Closing the Black Book of Communism—Russia and China
One of the defining geopolitical trends of the last twenty-five years has been the spread of democracy. In 1975, 30 nations of the world had governments that were popularly elected. By 2005 that number had climbed to 119.1 Since then, the growth of democracy has slowed or stopped in some countries, including Bangladesh, Venezuela, Nigeria, and Philippines. And in others, such as Egypt and Tunisia, it is not so far robust (though in 2011 Tunisia had peaceful free elections).2 Still, conditions conducive to democracy—modernization, for example—are nearly everywhere in evidence, which is why political participation by ordinary people has grown to levels previously inconceivable.3
In some cases, the once powerless wanted equity above all—in South Africa, for example, which in the early 1990s transitioned, finally, from apartheid to majority rule. In other cases, the change from old order to new centered on the disappearing communist dictator. Dictators still exist, of course, but their realm has shrunk in recent years and is shrinking still. Additionally, in place of the dictator in countries such as Russia and China is a leadership cadre that is obliged to consider in its calculations characters that include, among others, the people themselves.

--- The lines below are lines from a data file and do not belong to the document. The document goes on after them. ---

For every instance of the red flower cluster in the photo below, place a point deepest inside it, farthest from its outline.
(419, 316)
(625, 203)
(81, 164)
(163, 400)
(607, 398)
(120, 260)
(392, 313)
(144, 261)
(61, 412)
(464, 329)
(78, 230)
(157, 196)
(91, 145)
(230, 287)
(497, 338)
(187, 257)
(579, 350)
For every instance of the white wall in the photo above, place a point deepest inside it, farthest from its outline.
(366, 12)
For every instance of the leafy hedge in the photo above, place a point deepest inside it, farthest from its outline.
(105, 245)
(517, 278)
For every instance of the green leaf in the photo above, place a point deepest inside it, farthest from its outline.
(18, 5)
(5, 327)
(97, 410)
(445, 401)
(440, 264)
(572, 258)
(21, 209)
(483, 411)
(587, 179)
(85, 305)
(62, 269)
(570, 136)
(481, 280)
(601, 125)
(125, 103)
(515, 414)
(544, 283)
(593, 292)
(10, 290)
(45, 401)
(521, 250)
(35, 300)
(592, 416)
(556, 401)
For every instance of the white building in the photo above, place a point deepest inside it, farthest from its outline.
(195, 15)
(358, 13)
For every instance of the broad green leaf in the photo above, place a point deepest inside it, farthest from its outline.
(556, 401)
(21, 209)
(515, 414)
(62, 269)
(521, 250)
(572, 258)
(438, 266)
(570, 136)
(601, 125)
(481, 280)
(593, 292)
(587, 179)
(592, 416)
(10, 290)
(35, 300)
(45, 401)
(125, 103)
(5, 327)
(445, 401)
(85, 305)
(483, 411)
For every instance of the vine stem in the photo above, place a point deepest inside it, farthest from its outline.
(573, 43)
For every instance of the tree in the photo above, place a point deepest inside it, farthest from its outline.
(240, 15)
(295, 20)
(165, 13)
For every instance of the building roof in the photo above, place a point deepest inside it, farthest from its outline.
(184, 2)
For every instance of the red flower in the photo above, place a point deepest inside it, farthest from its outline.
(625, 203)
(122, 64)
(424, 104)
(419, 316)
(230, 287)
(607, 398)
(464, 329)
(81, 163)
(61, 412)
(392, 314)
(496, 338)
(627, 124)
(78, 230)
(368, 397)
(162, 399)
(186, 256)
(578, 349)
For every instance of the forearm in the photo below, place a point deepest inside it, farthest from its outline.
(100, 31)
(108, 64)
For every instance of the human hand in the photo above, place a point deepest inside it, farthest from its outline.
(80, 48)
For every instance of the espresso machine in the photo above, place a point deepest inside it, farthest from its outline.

Though estimates vary, under the rule of Joseph Stalin, because of the rule of Joseph Stalin, some 20 million people in the Soviet Union died. And, though estimates vary, the number of Chinese deaths attributed to Mao Zedong during the Great Leap Forward alone, from 1958 to 1962, is generally thought to have been about 45 million, all worked, starved, or beaten to death.4 These sorts of numbers repeat themselves in other former communist countries, which is a testament not only to man’s inhumanity toward man, but to our own vulnerability to being debased or even destroyed by those more powerful than we.5
How did the collapse of communism, the demise of the dictator, come to pass? At the macro level it was a combination of repressed political aspirations, depressed economic conditions, and growing dissent—Participants, Activists, and some brave Diehards, unwilling any longer meekly to follow.6 And, at the micro level, it was a series of events that began with the death of the tyrant (Stalin died in 1953 and Mao in 1976) and extended, first in the Soviet Union and Eastern Europe, then later in China, to gradual, moderate, systemic relaxation.